Entrò nella leggenda al Roland Garros ’89, tra banane per i crampi, battute da sotto e risposte sulla riga del servizio: fece impazzire Lendl. Oggi scrive: “Non avevo il fisico, vincevo ragionando”

Chang, che fece impazzire Lendl: “Ho vinto solo col cervello, ma non mi sono goduto niente”

Michael Chang che preso dai crampi mangia banane al cambio di campo, e non si ritira. Chang che batte una seconda da sotto facendo esplodere il cervello di Ivan Lendl. Chang che si gioca il match point al quinto set del quarto turno di un Roland Garros che poi avrebbe vinto, anno 1989, rispondendo al numero 1 del mondo sulla riga della battuta, inducendolo al doppio fallo. QUEL Michael Chang, che regalò agli appassionati di tennis un pomeriggio da leggenda: Davide che batte Golia, Ivan Ledl, agli Open di Francia. Ora dice che non s’è goduto niente. Totalmente preso dal tour, vincere era solo una veloce tappa verso il passo successivo.

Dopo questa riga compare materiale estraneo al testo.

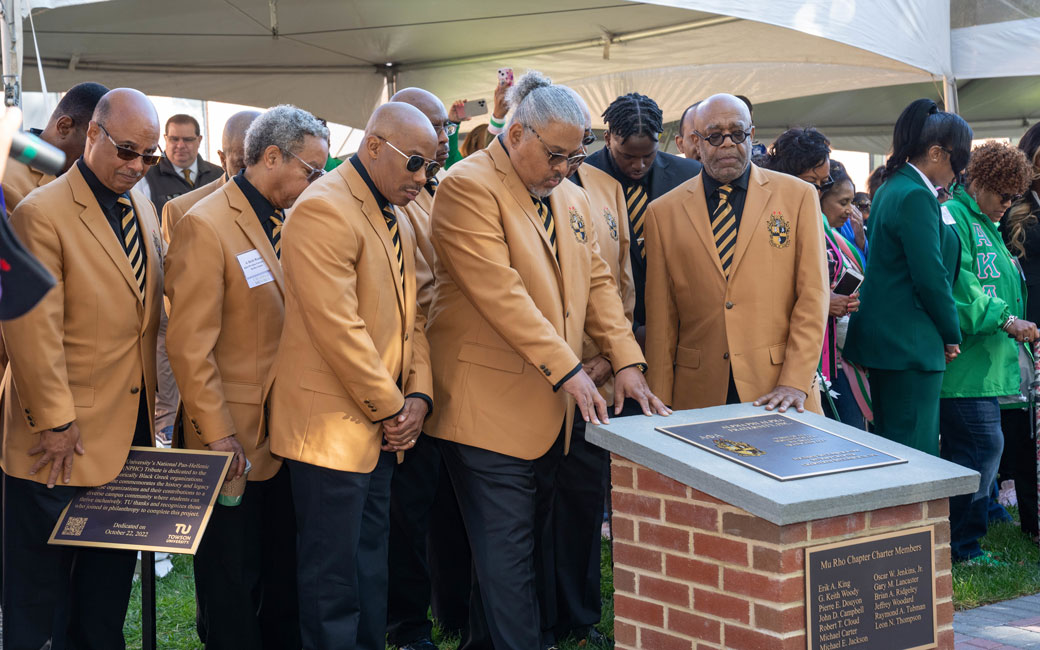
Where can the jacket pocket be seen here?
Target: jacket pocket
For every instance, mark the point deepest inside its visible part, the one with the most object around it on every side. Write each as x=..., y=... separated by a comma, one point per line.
x=492, y=358
x=687, y=357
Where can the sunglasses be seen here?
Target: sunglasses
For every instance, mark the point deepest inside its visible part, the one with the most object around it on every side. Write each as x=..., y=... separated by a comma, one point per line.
x=125, y=153
x=416, y=161
x=556, y=159
x=313, y=174
x=717, y=138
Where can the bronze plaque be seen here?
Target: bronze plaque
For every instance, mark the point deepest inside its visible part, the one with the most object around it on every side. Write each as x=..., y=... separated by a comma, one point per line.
x=874, y=593
x=160, y=501
x=781, y=447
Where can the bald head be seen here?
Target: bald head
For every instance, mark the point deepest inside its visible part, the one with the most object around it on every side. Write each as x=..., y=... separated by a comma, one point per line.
x=395, y=135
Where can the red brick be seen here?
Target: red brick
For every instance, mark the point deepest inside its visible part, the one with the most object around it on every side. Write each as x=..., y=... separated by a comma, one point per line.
x=665, y=591
x=763, y=587
x=835, y=526
x=622, y=475
x=720, y=548
x=722, y=606
x=699, y=627
x=660, y=641
x=624, y=580
x=624, y=633
x=744, y=638
x=692, y=570
x=686, y=514
x=623, y=528
x=649, y=481
x=782, y=621
x=638, y=609
x=637, y=504
x=665, y=537
x=898, y=515
x=749, y=526
x=630, y=555
x=788, y=561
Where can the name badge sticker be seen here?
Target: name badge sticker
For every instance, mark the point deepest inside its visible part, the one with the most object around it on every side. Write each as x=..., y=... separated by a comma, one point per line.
x=254, y=268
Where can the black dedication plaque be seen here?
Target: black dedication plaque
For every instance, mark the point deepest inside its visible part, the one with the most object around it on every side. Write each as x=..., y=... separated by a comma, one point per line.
x=873, y=593
x=781, y=447
x=160, y=501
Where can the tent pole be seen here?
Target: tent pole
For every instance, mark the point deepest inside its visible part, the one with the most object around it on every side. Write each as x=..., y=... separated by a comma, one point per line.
x=10, y=32
x=950, y=95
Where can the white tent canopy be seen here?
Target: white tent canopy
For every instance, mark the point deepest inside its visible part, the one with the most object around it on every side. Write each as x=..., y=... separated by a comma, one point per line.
x=335, y=56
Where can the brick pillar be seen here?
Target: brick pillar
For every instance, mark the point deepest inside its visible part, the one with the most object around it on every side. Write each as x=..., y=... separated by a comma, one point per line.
x=695, y=573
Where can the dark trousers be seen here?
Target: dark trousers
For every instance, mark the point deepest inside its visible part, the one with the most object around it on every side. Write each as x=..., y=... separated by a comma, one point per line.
x=971, y=438
x=906, y=407
x=507, y=504
x=1019, y=463
x=75, y=598
x=245, y=571
x=342, y=524
x=577, y=520
x=421, y=502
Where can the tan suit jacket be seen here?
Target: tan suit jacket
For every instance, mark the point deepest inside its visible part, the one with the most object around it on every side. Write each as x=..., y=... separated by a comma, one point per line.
x=508, y=319
x=81, y=353
x=608, y=221
x=354, y=343
x=767, y=322
x=177, y=207
x=223, y=335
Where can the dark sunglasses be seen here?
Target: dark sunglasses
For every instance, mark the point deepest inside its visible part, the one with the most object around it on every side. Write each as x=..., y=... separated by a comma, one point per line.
x=716, y=139
x=416, y=161
x=125, y=153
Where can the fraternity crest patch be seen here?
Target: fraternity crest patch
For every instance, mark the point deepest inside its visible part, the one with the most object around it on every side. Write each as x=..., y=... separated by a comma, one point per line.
x=612, y=222
x=577, y=225
x=779, y=231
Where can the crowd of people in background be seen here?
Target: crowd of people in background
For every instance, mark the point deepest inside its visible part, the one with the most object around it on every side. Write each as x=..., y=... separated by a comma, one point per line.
x=401, y=349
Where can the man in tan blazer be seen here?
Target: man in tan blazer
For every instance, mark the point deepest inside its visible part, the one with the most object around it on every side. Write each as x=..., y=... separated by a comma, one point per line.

Oggi Chang è l’allenatore di Kei Nishikori. E’ stato numero 2 del mondo, ha vinto 34 tornei ATP e per 24 volte ha perso solo in finale. Ed è diventato un mito del tennis per quel Roland Garros del 1989, che lo rese il più giovane uomo a vincere uno Slam, record imbattuto ancora oggi, in quella maniera.

Fece tutto questo con un fisico assolutamente non adatto allo scopo. E lui, in un post su Behind The Racquet ripreso anche da Ubitennis, ammette: lui giocava col cervello, vinceva con la testa. Eppure se “c’è una cosa che che probabilmente cambierei riguardo al mio periodo nel circuito è la mia mentalità“.

“Quando sei nel Tour ti senti per certi versi invincibile. Non ti rendi conto di quanto velocemente passi il tempo. A volte sei là fuori a giocare e pensi: “Ok, ho finito per questa stagione. Avanti la prossima”. Sono diventato professionista un po’ prima dei 16 anni e mi sono ritirato poco prima di compierne 32. Quegli anni son passati in un batter d’occhio. Col senno di poi, avrei potuto godermi qualche momento in più, per esempio le vittorie dei tornei. A volte vinci un torneo e, se è un torneo minore, lo dimentichi senza godertelo. Dici solamente qualcosa tipo: “OK, è stato un buon torneo, l’ho vinto. Testa alla prossima settimana”. E poi, probabilmente, mi sarei preso più tempo per godermi il secondo posto nella classifica mondiale”.

La mia caratteristica principale era il cervello. Non avevo né la stazza né la potenza, dovevo ragionare per vincere i match. Da allenatore, seziono lo stile di un giocatore e creo una strategia, il che è simile a quello che facevo nel circuito in prima persona. Un aspetto più difficile dell’essere allenatore è stare seduto sugli spalti, sapendo di non poter fare niente di più per l’allievo durante la partita. È difficile continuare a guardare quando vedo uno schema che sta facendo male al mio giocatore e lui non lo coglie”.

Chang ricorda a varietà di quel tennis di frontiera, prima che la tecnologia livellasse gli stili:

“Il tennis è cambiato di pari passo con la tecnologia delle racchette. Se si guarda alla mia generazione, si vede un bel mix di fondocampisti, tuttocampisti, giocatori specializzati nel serve-and-volley o nel chip-and-charge. C’erano un sacco di stili differenti contro cui giocare. Oggi non si vede molta varietà. I giocatori attuali possono generare più potenza e spin, sono cresciuti giocando con la nuova tecnologia e sanno come utilizzarla al meglio. Nessuno dei miei coetanei usa ancora le racchette e le corde che usava all’epoca, perché la nuova tecnologia ci permette di fare molto di più con minor sforzo“.